Originally written by Doug Moore.
Generally speaking, self-awareness and metal don’t go terribly well together. Too much critical distance from one’s own work can squelch intensity and expose band members as the self-involved douches they often are. Besides, acknowledging weakness ist nicht krieg.
So what does it say that the members of Harvey Milk trash-talk their latest album, A Small Turn of Human Kindness? According to the band’s rhythm section, they deliberately made the album “as pretentious as we possibly could,” complete with “words about total bullshit” and songs named “in the most annoying fashion we could imagine.”

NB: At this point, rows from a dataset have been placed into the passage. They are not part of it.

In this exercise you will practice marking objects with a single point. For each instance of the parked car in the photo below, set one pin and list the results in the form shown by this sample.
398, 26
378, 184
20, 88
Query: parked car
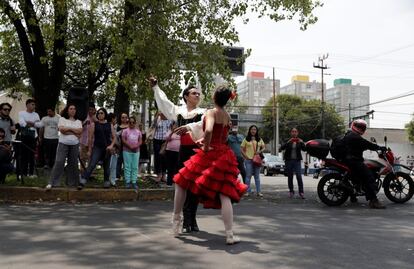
272, 165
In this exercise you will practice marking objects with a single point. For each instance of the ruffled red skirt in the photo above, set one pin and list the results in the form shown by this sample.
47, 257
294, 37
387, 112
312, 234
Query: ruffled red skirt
207, 174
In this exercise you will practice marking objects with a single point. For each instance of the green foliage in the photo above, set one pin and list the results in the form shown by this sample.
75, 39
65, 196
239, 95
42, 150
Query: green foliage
305, 115
175, 40
13, 75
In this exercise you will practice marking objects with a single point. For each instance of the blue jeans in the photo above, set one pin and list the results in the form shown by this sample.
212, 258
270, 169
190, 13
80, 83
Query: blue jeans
251, 169
293, 167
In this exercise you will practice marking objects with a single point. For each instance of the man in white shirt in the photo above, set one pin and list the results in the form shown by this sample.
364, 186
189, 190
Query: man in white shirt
28, 120
49, 137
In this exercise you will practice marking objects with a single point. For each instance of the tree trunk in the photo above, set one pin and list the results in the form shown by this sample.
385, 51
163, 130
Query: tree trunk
46, 82
122, 97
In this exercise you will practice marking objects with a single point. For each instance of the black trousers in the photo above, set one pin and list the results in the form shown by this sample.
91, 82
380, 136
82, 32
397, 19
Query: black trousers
191, 201
27, 155
360, 171
242, 169
5, 168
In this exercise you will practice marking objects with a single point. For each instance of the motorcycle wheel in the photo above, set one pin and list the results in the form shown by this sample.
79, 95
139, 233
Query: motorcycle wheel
329, 192
399, 189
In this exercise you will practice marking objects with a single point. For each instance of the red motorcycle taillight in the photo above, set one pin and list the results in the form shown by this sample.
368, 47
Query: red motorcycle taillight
390, 157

These Georgian blues/prog/metal/clusterfuck lifers have a history of taking themselves to task. The above quotes come from an article in which bassist Stephen Tanner and drummer Kyle Spense belittle every single one of the band’s releases, and frontman Creston Spiers has loudly proclaimed his contempt for their last album, Life…The Best Game in Town.
So are Harvey Milk just fucking with us? Is A Small Turn…, as they say, an elaborate joke on their fans? Judging by the album’s gut-wrenching contents, it’s hard to take that claim seriously. Their self-loathing, on the other hand, sounds more convincing than ever. A Small Turn… violently deconstructs blues-based rock music, reducing it to a tangle of go-nowhere guitar lines, mantra-like grooves, and noise, noise, noise.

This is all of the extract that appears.